Overigens is het maar goed ook dat we in weerwil van onze tradities wat gewoontes overboord gooien. Hoe waren we anders ooit van slavernij, louter mannenkiesrecht en de galgenvelden verlost geraakt?
‘Kunnen we het niet over écht racisme hebben?’
Het venijn van racisme ligt onder de oppervlakte: wit privilege. Wit privilege is de term voor het ongevraagde voordeel dat elk wit persoon heeft door geen ‘andere’ huidskleur te hebben. Het voordeel van minder snel aangehouden te worden, het voordeel van sneller werk te krijgen, het voordeel van niet met argwaan bekeken te worden, enzovoort. Door de luxe van dat privilege is het enige racisme dat de meerderheid ziet dat van de schaamteloze schreeuwers die openlijk uitsluiten. Dat is schandalig, vinden we, maar het systematische racisme laten we ongemoeid. We durven zelfs te zeggen dat als we niet langer ons gezicht schminken, we zwarte mensen uitsluiten, of potsierlijker: worden witte mensen in de hoedanigheid van een knecht niet net zo goed geridiculiseerd? Die vergelijking gaat mank. Witte mannen hebben niet jarenlang dezelfde patronen van misprijzen, onderschatting en wantrouwen moeten ondergaan als zwarte mensen. Alleen de witte meerderheid heeft de luxe onderscheid te maken tussen echt en onecht racisme. Daarom is het goed geen verschil te maken tussen het bedoelde ‘echte racisme’ van ‘echte racisten’ en ‘het onbedoelde niet echte racisme’ van ‘niet-racisten’. Er is racistisch gedrag, er zijn racistische stereotyperingen, er zijn racistische systemen. Zolang we goede bedoelingen als excuus zien, verandert er niks.
‘Waarom zouden we de wil van de minderheid moeten uitvoeren?’
Racisme is niet voor niets strafbaar, het is een aantasting van de grondrechten van mensen. Zolang er twijfel is, neem je in het geval van grondrechten het zekere voor het onzekere.

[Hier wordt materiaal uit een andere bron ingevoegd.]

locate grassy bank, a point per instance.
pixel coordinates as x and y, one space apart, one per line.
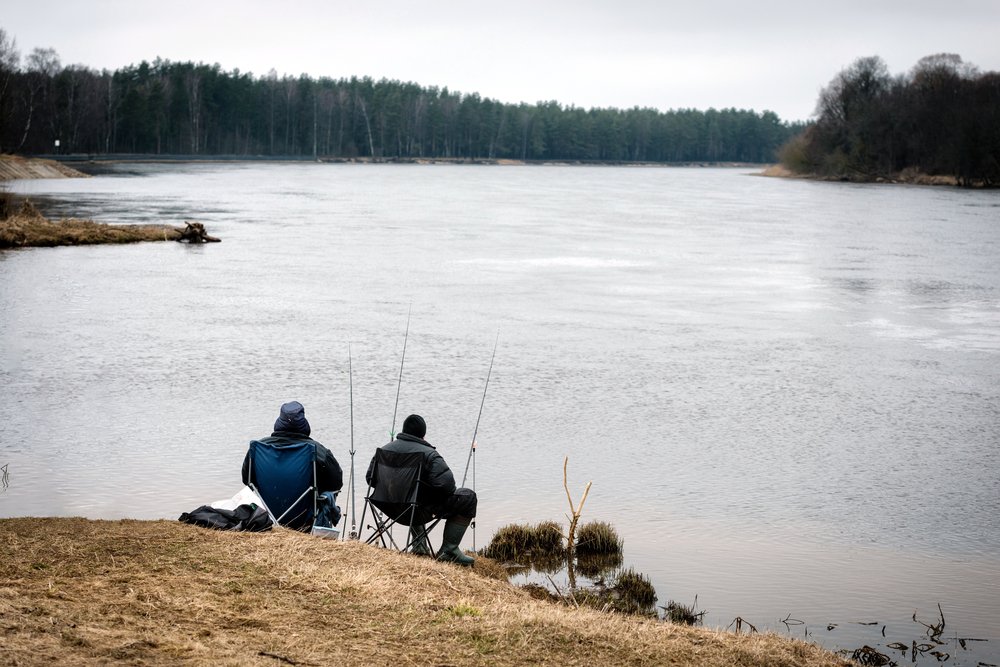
15 167
74 591
28 228
907 177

Daarbij: wit privilege betekent ook dat witte mensen bepalen hoe het racismedebat verloopt. Hebben ze er genoeg van? Dan stopt het. Vinden ze het weer eventjes belangrijk? Dan gaat het door. Vinden ze het niet erg genoeg, zoals Zwarte Piet? Dan is het geen racisme. In dat opzicht is het racismedebat een catch 22. Wordt het serieus genomen, dan is dat dankzij de witte meerderheid, wordt het niet serieus genomen, dan bestaat het niet. En ja, ik realiseer me dat ik – as we speak – mijn privilege gebruik en dat ik daar voorzichtig mee moet zijn.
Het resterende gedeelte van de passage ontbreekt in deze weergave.